Несмотря на то, как я от тебя ушел, ты сохранила все.
— Себастьян, может, ты расскажешь мне, что, в сущности, происходит?
Он повалился на диван. Его красивое лицо приобрело печальное выражение.
— Извини, что я был так груб с тобой на вечеринке у Кэтлин и тогда, в машине. Там со мною был Питерс. Мне полагается вести себя именно так, особенно в присутствии низших чинов.
— Тяжело, когда другие ждут от тебя чего-то определенного. Правда, не могу сказать, что я в этом разбираюсь. От меня никто ничего не ждет.
— Знаю, — согласился он. — В университете все понимали, как себя вести, а ты жила в своем собственном мире. Ты сама придумывала правила и сама подчинялась им.
— Я была невежественна, — смутившись, ответила я.
— Ты была великолепна. И все время смешила меня. Теперь никто меня не смешит.
Цвет его глаз напомнил мне о небе, простиравшемся над этим зданием.
— Себастьян, почему ты променял меня на «Чашу крови»? Тебе была безразлична моя любовь? И твои собственные чувства?
Я позабыла, что надо быть обольстительницей, и с трудом сдерживала слезы.
Он вскочил с места, пригладил свои золотистые волосы.
— Значит, вампиры рассказали тебе о «Чаше крови», верно? А о том, что моя жизнь теперь мне не принадлежит, они тебе не рассказали? — с горечью спросил он. — «Чаша» решает, что я должен делать, и я делаю это. Они велели мне вступить в КАКА, выбрать подходящую жену, занять руководящий пост… Они даже запретили мне писать, но я восстал против этого запрета, и они поддались.
— Почему ты не можешь уйти от них? Почему не можешь жить своей жизнью, самостоятельно принимать решения?

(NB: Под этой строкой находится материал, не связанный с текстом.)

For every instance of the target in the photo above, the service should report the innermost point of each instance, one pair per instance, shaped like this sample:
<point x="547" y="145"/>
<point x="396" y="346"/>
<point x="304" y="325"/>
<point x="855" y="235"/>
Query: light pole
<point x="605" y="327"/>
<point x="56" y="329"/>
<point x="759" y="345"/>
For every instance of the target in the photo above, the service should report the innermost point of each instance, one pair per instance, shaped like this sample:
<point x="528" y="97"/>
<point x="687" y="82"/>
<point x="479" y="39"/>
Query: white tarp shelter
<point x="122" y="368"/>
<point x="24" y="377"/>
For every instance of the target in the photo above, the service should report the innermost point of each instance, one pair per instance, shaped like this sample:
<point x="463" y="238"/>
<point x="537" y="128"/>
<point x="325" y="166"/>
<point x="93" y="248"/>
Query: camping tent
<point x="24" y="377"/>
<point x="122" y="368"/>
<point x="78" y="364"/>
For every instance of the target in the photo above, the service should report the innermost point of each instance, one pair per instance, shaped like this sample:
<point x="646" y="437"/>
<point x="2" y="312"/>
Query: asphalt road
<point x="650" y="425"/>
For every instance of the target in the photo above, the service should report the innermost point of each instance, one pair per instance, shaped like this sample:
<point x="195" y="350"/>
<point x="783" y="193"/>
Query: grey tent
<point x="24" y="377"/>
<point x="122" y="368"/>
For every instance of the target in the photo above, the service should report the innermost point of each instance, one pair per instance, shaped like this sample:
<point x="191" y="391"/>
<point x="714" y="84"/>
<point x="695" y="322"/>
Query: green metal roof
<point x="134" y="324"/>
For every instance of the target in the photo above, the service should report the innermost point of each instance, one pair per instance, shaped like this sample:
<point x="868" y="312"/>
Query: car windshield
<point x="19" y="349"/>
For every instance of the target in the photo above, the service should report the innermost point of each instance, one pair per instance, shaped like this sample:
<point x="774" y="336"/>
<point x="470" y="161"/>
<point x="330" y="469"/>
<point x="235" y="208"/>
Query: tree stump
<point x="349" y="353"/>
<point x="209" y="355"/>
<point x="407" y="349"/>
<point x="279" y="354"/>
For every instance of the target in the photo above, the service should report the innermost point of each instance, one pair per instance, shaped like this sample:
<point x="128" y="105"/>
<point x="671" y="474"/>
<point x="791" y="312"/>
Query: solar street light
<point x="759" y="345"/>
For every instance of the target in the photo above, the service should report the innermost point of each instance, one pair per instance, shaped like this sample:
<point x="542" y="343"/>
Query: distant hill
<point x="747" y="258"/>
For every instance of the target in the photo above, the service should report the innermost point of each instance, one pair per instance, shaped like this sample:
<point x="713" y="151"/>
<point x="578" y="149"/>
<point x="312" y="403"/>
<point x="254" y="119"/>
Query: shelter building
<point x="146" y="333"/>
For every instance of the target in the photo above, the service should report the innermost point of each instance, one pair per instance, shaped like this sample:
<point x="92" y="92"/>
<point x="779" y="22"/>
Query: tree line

— Милагро, «Чашу» нельзя покинуть добровольно. Наказание может быть очень суровым. С другой стороны, за послушание они щедро вознаграждают.
— Принимай наказание, отвергай награды, — промолвила я. — Пусть мы оба совершали ужасные ошибки, но мы еще молоды. Как ты думаешь, может, пришла пора искупления?
Я снова говорила с золотоволосым мальчиком, будто и не было всех этих лет.
— Милагро, — произнес Себастьян, — моя любимая девочка.
Он обнял меня. Так мы и стояли.
— Ты разбил мне сердце, Себастьян.
Он смахнул слезу с моей щеки.
— Разве ты не понимаешь, что мы никогда не смогли бы быть вместе?
— Нет, — честно ответила я. — Почему не смогли бы?
— Я сын своего отца. Я был рожден для величия, — заявил он, гордясь своим именем, своим положением, своим богатством, которые ему не пришлось зарабатывать самостоятельно. — А ты родилась… — Себастьян погладил меня по руке. — Это загар?
— Да, я уже могу загорать. Я преодолела инфекцию.
«Я дочь своей матери Регины. Я рождена, чтобы выживать», — подумала я.
— А как остальные? С ними все в порядке?
— Мы же не звери, Милагро. Да, они в порядке.
Я вскинула руки.
— Тогда, пожалуйста, сними с меня это.
Мы взглянули друг на друга, и я попыталась сделать так, чтобы в моем взгляде читались все пошлые мысли, которые возникали в моей голове с момента полового созревания, а их было немало. Когда Себастьян полез в карман, чтобы вытащить оттуда маленький ключик, я вдруг почувствовала прилив сил. Милагро Де Лос Сантос, femme fatale!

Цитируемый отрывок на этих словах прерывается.